5- positive diagnosis:

– Dissemination in time; dissemination in space, intrathecal synthesis of Ig (CSF); absence of other causes (MS remains a disposal Dc)

– Two clinical exacerbations with two distinct anatomical lesions sufficient to confirm the diagnosis of MS.

6- Development:

– Onset may be monosymptomatic in 50% of cases

– The development by regressive outbreaks is frequent (80%); is relapsing remitting. Which is characteristic of MS

– The thrust is defined by the appearance of new signs or worsening of pre-existing sign, outside of any intercurrent factor, for more than 24 hours and occurring over a month for the final push.

– Remission is defined by a persistent improvement in signs for at least one month.

– Regression of signs is under at least complete, leaving scars between relapses

– Secondary progressive forms: after 10 years of development, half of the patients present with progressive defined as a progressive worsening of neurological disorders for at least 6 months.
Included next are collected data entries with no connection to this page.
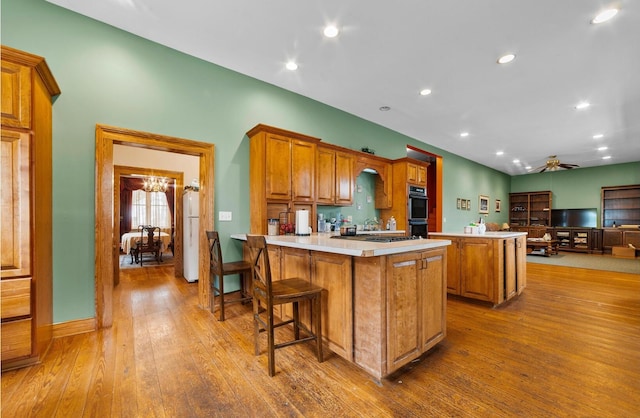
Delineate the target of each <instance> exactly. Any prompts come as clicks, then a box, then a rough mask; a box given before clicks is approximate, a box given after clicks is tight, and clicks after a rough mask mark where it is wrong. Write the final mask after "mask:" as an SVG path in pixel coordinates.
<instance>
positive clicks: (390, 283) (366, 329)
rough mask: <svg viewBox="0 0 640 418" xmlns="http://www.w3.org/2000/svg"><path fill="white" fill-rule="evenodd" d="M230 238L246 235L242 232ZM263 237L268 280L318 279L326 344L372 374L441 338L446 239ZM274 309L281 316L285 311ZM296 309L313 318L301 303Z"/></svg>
mask: <svg viewBox="0 0 640 418" xmlns="http://www.w3.org/2000/svg"><path fill="white" fill-rule="evenodd" d="M380 236H382V235H380ZM231 237H232V238H234V239H239V240H246V235H245V234H235V235H232V236H231ZM265 238H266V240H267V245H268V251H269V260H270V262H271V270H272V276H273V278H274V280H277V279H284V278H290V277H302V278H305V279H307V280H309V281H311V282H312V283H314V284H316V285H318V286H321V287H322V288H323V289H324V290H325V291H324V293H323V299H322V304H323V306H322V310H323V312H322V327H323V329H322V333H323V339H324V341H325V344H326V346H327V347H328V348H329V349H330V350H331V351H333V352H334V353H336V354H337V355H339V356H341V357H343V358H344V359H346V360H348V361H351V362H353V363H355V364H357V365H358V366H360V367H361V368H363V369H364V370H366V371H367V372H368V373H370V374H371V375H372V376H374V377H375V378H377V379H380V378H382V377H385V376H387V375H389V374H391V373H393V372H394V371H396V370H398V369H399V368H400V367H402V366H404V365H406V364H407V363H409V362H410V361H411V360H414V359H415V358H417V357H419V356H420V355H422V354H423V353H424V352H426V351H427V350H429V349H430V348H431V347H433V346H434V345H436V344H437V343H438V342H440V341H442V340H443V339H444V338H445V336H446V275H447V271H446V257H447V251H446V248H447V246H448V245H449V244H450V243H451V242H450V241H449V240H447V239H422V238H420V239H407V240H399V241H393V242H376V241H366V240H362V238H361V237H359V236H356V237H354V238H353V239H340V238H335V237H333V238H332V236H331V235H330V234H312V235H310V236H289V235H277V236H266V237H265ZM249 258H250V256H249V254H248V253H247V251H245V259H247V260H248V259H249ZM280 315H281V317H283V318H287V317H289V316H290V312H287V311H286V310H282V311H281V312H280ZM301 316H302V317H303V318H304V320H305V321H307V322H309V323H312V322H313V318H312V317H311V315H310V311H309V310H308V309H304V310H303V312H301Z"/></svg>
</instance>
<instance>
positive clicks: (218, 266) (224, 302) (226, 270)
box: [206, 231, 251, 321]
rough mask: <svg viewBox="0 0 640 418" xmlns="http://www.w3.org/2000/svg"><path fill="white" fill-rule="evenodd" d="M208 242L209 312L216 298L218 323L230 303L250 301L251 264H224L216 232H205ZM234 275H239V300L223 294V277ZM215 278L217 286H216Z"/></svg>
mask: <svg viewBox="0 0 640 418" xmlns="http://www.w3.org/2000/svg"><path fill="white" fill-rule="evenodd" d="M206 233H207V239H208V240H209V260H210V263H211V287H212V288H213V297H212V298H211V300H212V302H211V312H214V311H215V308H216V298H218V299H219V302H220V303H219V305H220V317H219V320H220V321H224V307H225V305H228V304H231V303H239V302H242V303H246V302H249V301H250V300H251V290H250V282H251V279H250V277H251V263H249V262H247V261H231V262H227V263H225V262H224V261H223V260H222V248H221V246H220V235H219V234H218V231H206ZM234 274H238V275H240V289H239V290H238V291H237V292H240V297H239V298H232V299H231V298H227V297H228V295H225V293H224V276H231V275H234ZM216 278H217V279H218V280H217V284H216Z"/></svg>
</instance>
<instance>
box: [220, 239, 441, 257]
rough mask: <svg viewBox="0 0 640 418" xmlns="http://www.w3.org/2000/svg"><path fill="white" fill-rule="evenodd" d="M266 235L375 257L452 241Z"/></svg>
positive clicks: (347, 251)
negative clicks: (336, 238)
mask: <svg viewBox="0 0 640 418" xmlns="http://www.w3.org/2000/svg"><path fill="white" fill-rule="evenodd" d="M264 237H265V238H266V241H267V244H270V245H278V246H280V247H288V248H298V249H303V250H312V251H320V252H326V253H334V254H342V255H349V256H353V257H375V256H382V255H392V254H400V253H406V252H412V251H424V250H429V249H433V248H440V247H446V246H447V245H450V244H451V241H450V240H446V239H420V240H411V241H399V242H392V243H373V242H367V241H347V240H333V241H331V240H330V238H329V236H326V237H325V236H323V237H318V235H316V234H313V235H310V236H300V237H298V236H291V235H288V236H281V235H275V236H274V235H265V236H264ZM231 238H232V239H236V240H240V241H246V240H247V234H231Z"/></svg>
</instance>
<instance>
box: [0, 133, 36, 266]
mask: <svg viewBox="0 0 640 418" xmlns="http://www.w3.org/2000/svg"><path fill="white" fill-rule="evenodd" d="M30 142H31V138H30V135H29V134H26V133H22V132H14V131H12V130H9V129H3V130H2V151H1V152H2V165H1V166H0V170H2V176H1V177H0V178H1V179H2V185H0V188H1V189H0V190H1V194H0V196H1V199H2V278H7V277H24V276H28V275H30V274H31V228H30V225H31V218H30V213H31V209H30V207H31V198H30V190H31V187H30V185H31V181H30V178H31V177H30V171H29V168H30V158H31V157H30Z"/></svg>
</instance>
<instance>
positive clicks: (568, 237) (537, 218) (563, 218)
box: [509, 184, 640, 254]
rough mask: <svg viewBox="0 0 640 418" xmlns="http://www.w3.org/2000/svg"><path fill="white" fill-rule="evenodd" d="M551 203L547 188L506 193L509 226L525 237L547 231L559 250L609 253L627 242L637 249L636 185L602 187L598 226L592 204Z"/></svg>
mask: <svg viewBox="0 0 640 418" xmlns="http://www.w3.org/2000/svg"><path fill="white" fill-rule="evenodd" d="M551 203H552V192H551V191H536V192H524V193H511V194H509V225H510V227H511V230H512V231H520V232H527V233H528V237H529V238H542V237H543V236H544V235H545V234H549V236H550V237H551V239H553V240H557V241H558V250H560V251H575V252H584V253H600V254H602V253H608V254H610V253H611V252H612V248H613V247H629V244H631V245H632V246H633V247H635V248H637V249H640V227H639V225H640V185H638V184H636V185H629V186H615V187H602V189H601V208H600V209H601V212H600V213H601V220H600V227H598V222H597V219H598V213H597V212H598V211H597V209H596V208H587V209H552V205H551ZM637 252H638V250H636V253H637Z"/></svg>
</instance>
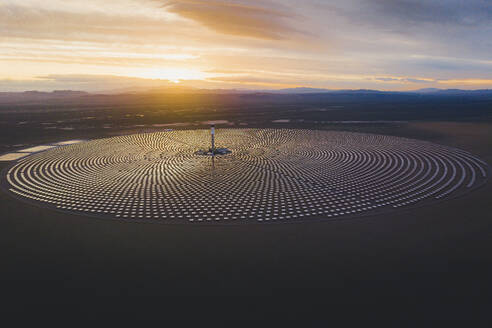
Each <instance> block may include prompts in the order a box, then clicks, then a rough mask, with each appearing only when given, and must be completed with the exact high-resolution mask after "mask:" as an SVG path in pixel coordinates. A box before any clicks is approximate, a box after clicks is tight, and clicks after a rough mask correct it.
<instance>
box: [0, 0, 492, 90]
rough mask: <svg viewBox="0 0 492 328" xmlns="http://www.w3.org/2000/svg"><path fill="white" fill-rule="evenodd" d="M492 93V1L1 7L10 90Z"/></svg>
mask: <svg viewBox="0 0 492 328" xmlns="http://www.w3.org/2000/svg"><path fill="white" fill-rule="evenodd" d="M171 86H172V87H176V86H184V87H196V88H207V89H281V88H293V87H313V88H328V89H379V90H415V89H420V88H442V89H448V88H460V89H487V88H492V0H421V1H420V0H332V1H329V0H302V1H299V0H249V1H247V0H229V1H228V0H0V91H24V90H40V91H50V90H60V89H71V90H84V91H107V92H111V91H125V90H140V89H149V88H160V87H171Z"/></svg>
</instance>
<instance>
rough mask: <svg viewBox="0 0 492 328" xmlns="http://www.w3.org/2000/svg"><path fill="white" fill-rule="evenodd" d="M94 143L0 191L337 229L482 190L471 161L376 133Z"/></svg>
mask: <svg viewBox="0 0 492 328" xmlns="http://www.w3.org/2000/svg"><path fill="white" fill-rule="evenodd" d="M209 133H210V132H209V131H208V130H188V131H186V130H184V131H164V132H155V133H143V134H134V135H127V136H118V137H111V138H106V139H98V140H92V141H87V142H82V143H77V144H69V145H66V146H62V147H57V148H52V149H48V150H46V151H43V152H39V153H35V154H32V155H30V156H27V157H24V158H21V159H20V160H18V161H17V162H16V163H15V164H14V165H12V166H11V167H10V168H9V169H8V170H7V173H6V176H5V181H4V186H5V187H6V188H7V189H8V190H9V191H10V192H11V193H13V194H15V195H16V196H17V197H20V198H22V199H25V200H29V201H33V202H36V203H38V204H42V205H46V206H49V207H52V208H56V209H59V210H65V211H71V212H75V213H81V214H87V215H91V216H100V217H104V218H119V219H126V220H133V221H142V220H143V221H149V220H151V221H156V222H164V223H187V224H188V223H189V224H196V223H204V224H205V223H210V224H212V223H260V222H261V223H266V222H296V221H306V220H311V219H341V218H350V217H356V216H361V215H366V214H376V213H380V212H381V211H397V210H400V209H402V208H409V207H412V206H419V205H424V204H431V203H432V202H435V201H439V200H444V199H447V198H451V197H455V196H459V195H462V194H464V193H466V192H468V191H471V190H473V189H474V188H476V187H478V186H480V185H482V184H483V183H484V182H485V181H486V179H487V178H488V175H489V172H490V168H489V167H488V166H487V164H486V163H485V162H483V161H482V160H480V159H479V158H477V157H475V156H473V155H471V154H470V153H468V152H466V151H464V150H460V149H456V148H450V147H446V146H442V145H437V144H433V143H430V142H425V141H419V140H412V139H406V138H400V137H390V136H383V135H374V134H362V133H350V132H335V131H321V130H301V129H221V130H219V131H218V133H217V136H216V145H217V147H227V148H228V149H229V150H231V153H230V154H227V155H222V156H203V155H198V154H196V152H197V150H199V149H206V148H208V146H209V140H210V136H209Z"/></svg>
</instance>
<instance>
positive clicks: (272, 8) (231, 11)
mask: <svg viewBox="0 0 492 328" xmlns="http://www.w3.org/2000/svg"><path fill="white" fill-rule="evenodd" d="M164 6H165V8H166V10H167V11H169V12H172V13H175V14H178V15H180V16H181V17H184V18H187V19H191V20H193V21H196V22H198V23H200V24H202V25H204V26H206V27H208V28H210V29H212V30H214V31H216V32H219V33H222V34H230V35H237V36H244V37H252V38H260V39H283V38H286V37H287V36H288V35H289V34H292V33H298V32H299V31H297V30H295V29H294V28H292V27H291V26H292V25H291V23H292V21H289V20H292V19H293V18H294V17H295V14H294V12H293V11H292V9H291V8H289V7H286V6H283V5H280V4H278V3H274V2H272V1H265V0H263V1H262V0H258V1H244V0H243V1H241V0H233V1H225V0H224V1H220V0H169V1H165V4H164Z"/></svg>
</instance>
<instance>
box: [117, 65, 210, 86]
mask: <svg viewBox="0 0 492 328" xmlns="http://www.w3.org/2000/svg"><path fill="white" fill-rule="evenodd" d="M125 75H126V76H131V77H139V78H144V79H159V80H169V81H171V82H173V83H180V82H181V81H183V80H203V79H205V78H206V77H207V75H206V74H205V73H204V72H202V71H199V70H196V69H188V68H155V69H144V70H142V69H136V70H132V71H129V72H128V73H127V74H125Z"/></svg>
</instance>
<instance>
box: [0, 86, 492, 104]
mask: <svg viewBox="0 0 492 328" xmlns="http://www.w3.org/2000/svg"><path fill="white" fill-rule="evenodd" d="M172 94H181V95H185V94H200V95H214V94H217V95H221V94H222V95H253V94H256V95H272V96H277V97H280V96H282V95H286V96H287V95H312V96H316V95H320V96H322V95H332V96H335V97H336V96H337V95H339V96H351V97H355V98H357V97H358V96H360V97H368V96H378V95H381V96H391V95H394V96H410V97H412V96H441V97H456V96H466V97H487V98H489V97H492V90H491V89H481V90H460V89H436V88H426V89H419V90H412V91H380V90H366V89H360V90H330V89H319V88H288V89H280V90H235V89H195V88H189V87H182V86H176V87H169V88H158V89H139V90H131V89H130V90H128V89H125V90H114V91H113V92H108V93H88V92H84V91H73V90H55V91H52V92H41V91H24V92H0V103H2V104H9V103H11V104H15V103H42V102H43V101H46V100H53V101H62V100H74V101H83V100H84V99H88V98H93V97H118V96H122V97H125V96H132V95H133V96H135V95H142V96H149V95H150V96H156V95H172Z"/></svg>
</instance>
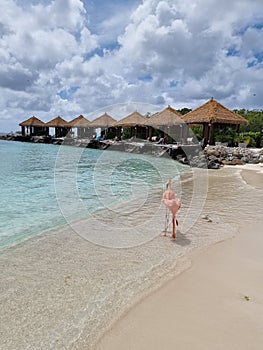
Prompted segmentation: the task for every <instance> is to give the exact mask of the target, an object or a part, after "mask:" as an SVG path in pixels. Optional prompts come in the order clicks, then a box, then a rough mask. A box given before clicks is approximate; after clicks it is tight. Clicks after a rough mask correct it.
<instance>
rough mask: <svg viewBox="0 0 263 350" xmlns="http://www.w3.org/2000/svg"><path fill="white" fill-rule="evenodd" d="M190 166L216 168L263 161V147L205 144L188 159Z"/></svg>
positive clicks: (212, 168)
mask: <svg viewBox="0 0 263 350" xmlns="http://www.w3.org/2000/svg"><path fill="white" fill-rule="evenodd" d="M188 162H189V165H191V166H192V167H199V168H203V167H207V168H210V169H211V168H212V169H218V168H220V167H222V166H224V165H244V164H259V163H263V148H245V147H227V146H222V145H216V146H206V147H205V149H204V150H203V151H202V152H199V153H198V155H194V156H193V157H190V159H188Z"/></svg>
– The primitively progressive (15%) is essentially marrow; after 40 years; without female

– Gait: after 6 years of evolution

– Patient confined to his home: after 18 years of evolution

– Median survival: 35. decubitus complication deaths; urinary infection

– Poor prognosis factors: late onset, progressive forms, short interval between the first two outbreaks, intellectual deterioration.

7- Treatment:

Corticosteroids: Symptomatic treatment at the time of thrust; reduce the length of the thrust; do not prevent subsequent relapses; does not influence the course of the disease.

Antispasmodic: baclofen, dantrolene

Immunosuppressive drugs (DMARDs) are reserved for severe cases. Azathioprine (severe flare to form);cyclophosphamide (secondary progressive).

Immunomodulators (DMARD); interferon beta (IFN beta) which acts by opposing the toxic effects of the IFN.gamma and TNF and activating the suppressor cells.